Question

I have this list:

row = [1, 1, 1, 1, 1, 1, 0, 0, 0, 0, 0, 0, 0, 0, 0, 0, 0, 0, 0, 0]

I need to then shuffle or randomize the list:

shuffle(row)

And then I need to go through and find any adjacent 1's and move them so that they are separated by at least one 0. For example I need the result to look like this:

row = [0, 0, 1, 0, 1, 0, 0, 0, 1, 0, 0, 1, 0, 0, 0, 1, 0, 1, 0, 0]

I am not sure of what the most efficient way to go about searching for adjacent 1's and then moving them so that they aren't adjacent is... I will also being doing this repeatedly to come up with multiple combinations of this row.

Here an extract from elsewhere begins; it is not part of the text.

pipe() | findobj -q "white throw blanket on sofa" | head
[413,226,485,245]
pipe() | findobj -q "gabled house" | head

Originally when the list was shorter I did it this way:

row = [1, 1, 1, 0, 0, 0, 0, 0, 0, 0]
rowlist = set(list(permutations(row)))
rowschemes = [(0, 0) + x for x in rowlist if '1, 1' not in str(x)]

But now that my row is 20 elements long this takes forever to come up with all the possible permutations.

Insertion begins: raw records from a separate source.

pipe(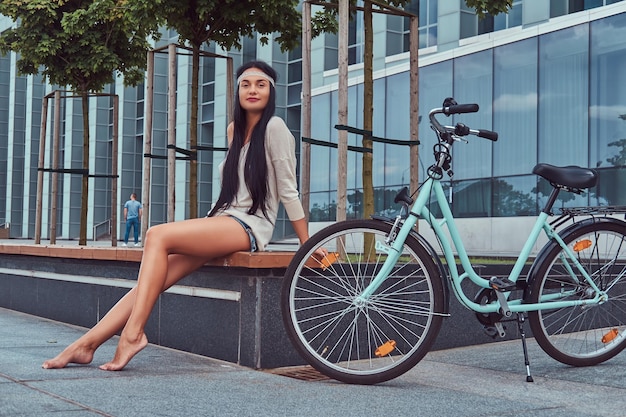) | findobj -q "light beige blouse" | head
[213,116,304,251]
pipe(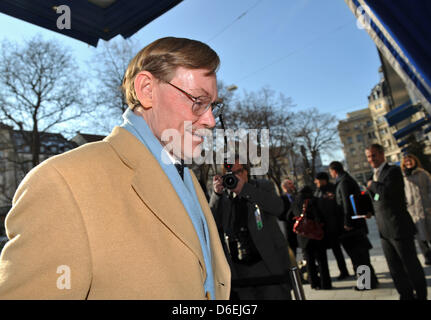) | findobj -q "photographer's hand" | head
[213,174,224,195]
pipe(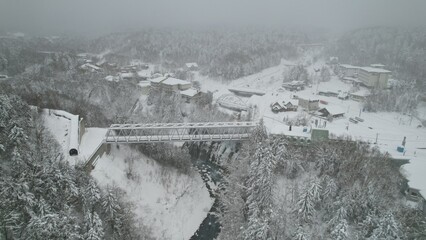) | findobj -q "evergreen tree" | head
[331,219,348,240]
[292,226,310,240]
[369,213,404,239]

Is there an efficient way to go about this?

Was it helpful?

Solution 2

Why not go directly for what you want? Something like:

row = ["0","0","0","0","0","0","0","0","0","01","01","01","01","01","01"]
random.shuffle(row)
print (map(int, list("".join(row)[1:])))

OTHER TIPS

I had a moderately clever partition-based approach in mind, but since you said there are always 20 numbers and 6 1s, and 6 is a pretty small number, you can construct all the possible locations (38760) and toss the ones which are invalid. Then you can uniformly draw from those, and build the resulting row:

import random
from itertools import combinations

def is_valid(locs):
    return all(y-x >= 2 for x,y in zip(locs, locs[1:]))

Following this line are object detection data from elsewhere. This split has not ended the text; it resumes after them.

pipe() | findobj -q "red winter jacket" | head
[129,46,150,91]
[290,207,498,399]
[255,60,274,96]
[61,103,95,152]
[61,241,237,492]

def fill_from(size, locs):
    locs = set(locs)
    return [int(i in locs) for i in range(size)]

and then

>>> size = 20
>>> num_on = 6
>>> on_locs = list(filter(is_valid, combinations(range(size), num_on)))
>>> len(on_locs)
5005
>>> fill_from(size, random.choice(on_locs))
[0, 1, 0, 1, 0, 1, 0, 0, 0, 0, 0, 0, 0, 1, 0, 0, 1, 0, 0, 1]
>>> fill_from(size, random.choice(on_locs))
[0, 1, 0, 0, 0, 1, 0, 1, 0, 1, 0, 0, 0, 0, 0, 0, 1, 0, 0, 1]
>>> fill_from(size, random.choice(on_locs))
[1, 0, 0, 1, 0, 1, 0, 0, 0, 0, 0, 1, 0, 1, 0, 0, 0, 0, 0, 1]

Since the number of 1's is fixed in a row and you don't want any 1's to be adjacent, let m be the number of 1's and let k be the number of 0's of the row. Then you want to place the m 1's in (k+1) locations randomly so that there is at most one 1 in each location. This amounts to choosing a random subset of size ((k+1) choose m) from the set (1,2,...,k+1). This is easy to do. Given the random choice of subset, you can construct your random arrangement of 0's and 1's so that no two 1's are adjacent. The random choice algorithm takes O(m) time.

Place the 6 1's and 5 of the 0's in a list giving

row = [1,0,1,0,1,0,1,0,1,0,1]

Then insert the remaining 0's one by one at random positions in the (growing) list.